Tuesday, April 1, 2008

An Old Mare



The old mare is long dead now

At least gone

Maybe her hoof marks have turned to clay

Maybe even they have been blown away

My parents were renting an old house ten miles in from the last stretch of the old country road, hidden below a horizon made of dead birch and walnut trees, the house just down from a small lagoon covered in brown ice, a crust of dead bugs, a funereal robe now and then flickering silver.

No mails came there

You had to drive out into the fog to the small yellow-bricked post office next to the gas station to get your TV guide and gold government checks

After chopping wood that morning my stomach anguished for cornbread and beans

I was staying with my parents for a couple months

Yet again, just trying to get my footing

One night I fell sick and my father laid his hands on me

I was eating his food and sucking up his air so I tolerated his biblical histrionics

The next morning the fever had broken and I awoke on a pillow wet as a cow’s liver

No one seemed to be home, I think dad had taken mom to her pill mill doctor for liniments and morphine

I was all alone

I walked out onto the front porch, screened in with a fine steel mesh netting to contain any last bit of civility that might leak out or be carried away by water beetles

I looked out toward the old creek and tried to listen for its licking, its lapping, its running on at the corner of its mouth

But it had been muted and dried up, mostly, years before

I strained but to no avail

Craning my neck I took in the low hills of clover and cow shit, of wild flowers my mother called Charlie Browns, of mud and burned broken oaks, black as ash, made blacker by the morning dew.
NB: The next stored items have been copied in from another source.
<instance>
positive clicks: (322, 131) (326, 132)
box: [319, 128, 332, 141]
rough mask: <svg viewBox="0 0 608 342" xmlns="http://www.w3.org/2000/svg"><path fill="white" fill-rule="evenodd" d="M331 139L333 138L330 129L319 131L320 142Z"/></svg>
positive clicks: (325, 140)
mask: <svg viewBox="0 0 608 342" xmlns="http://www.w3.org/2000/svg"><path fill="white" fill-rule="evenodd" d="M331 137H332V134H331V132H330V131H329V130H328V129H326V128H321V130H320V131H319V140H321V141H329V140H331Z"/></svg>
And then in the distance, I could barely make her out, stood an old mare, gray backed and spotted like the cancer on my grandmother’s hands.

She stood in perfect relief.

Perfectly still.

In that moment everything around me froze.

It was all too unreal

I told myself even then

And so, all alone I tried the question out

I sat the hot cup of coffee down on the wooden railing and let out a screeching, high-pitched obbligato which required some effort, effort which seemed to pull my balls upward

Funny anatomical gestures within me

But she did not move

The note echoed through the hills and flew high and out to the next plot of land

I disputed its reverberations and tried again

Again, the mare stood rigid, a post mortem farce.

I could easily let this get to me but I dare not.

I did not.

Again I let one out. Steely and stern and irrefutable.

And just as I’d given up hope on the whole affair, the winding course of sound finally reached her and she, in the mist, as if holding for the cameras, turned.

Her speckled jowls shutter.

Her haunches coil.

Her eyes, sullen and lowed, slowly lift upward, holding. Seeing me from afar.

I feel her gaze.

She, mine.

Winding the top of the bank, my father’s Ford rolls down the gravel driveway.

I take a sip of the coffee, look out for the foal, and she is gone.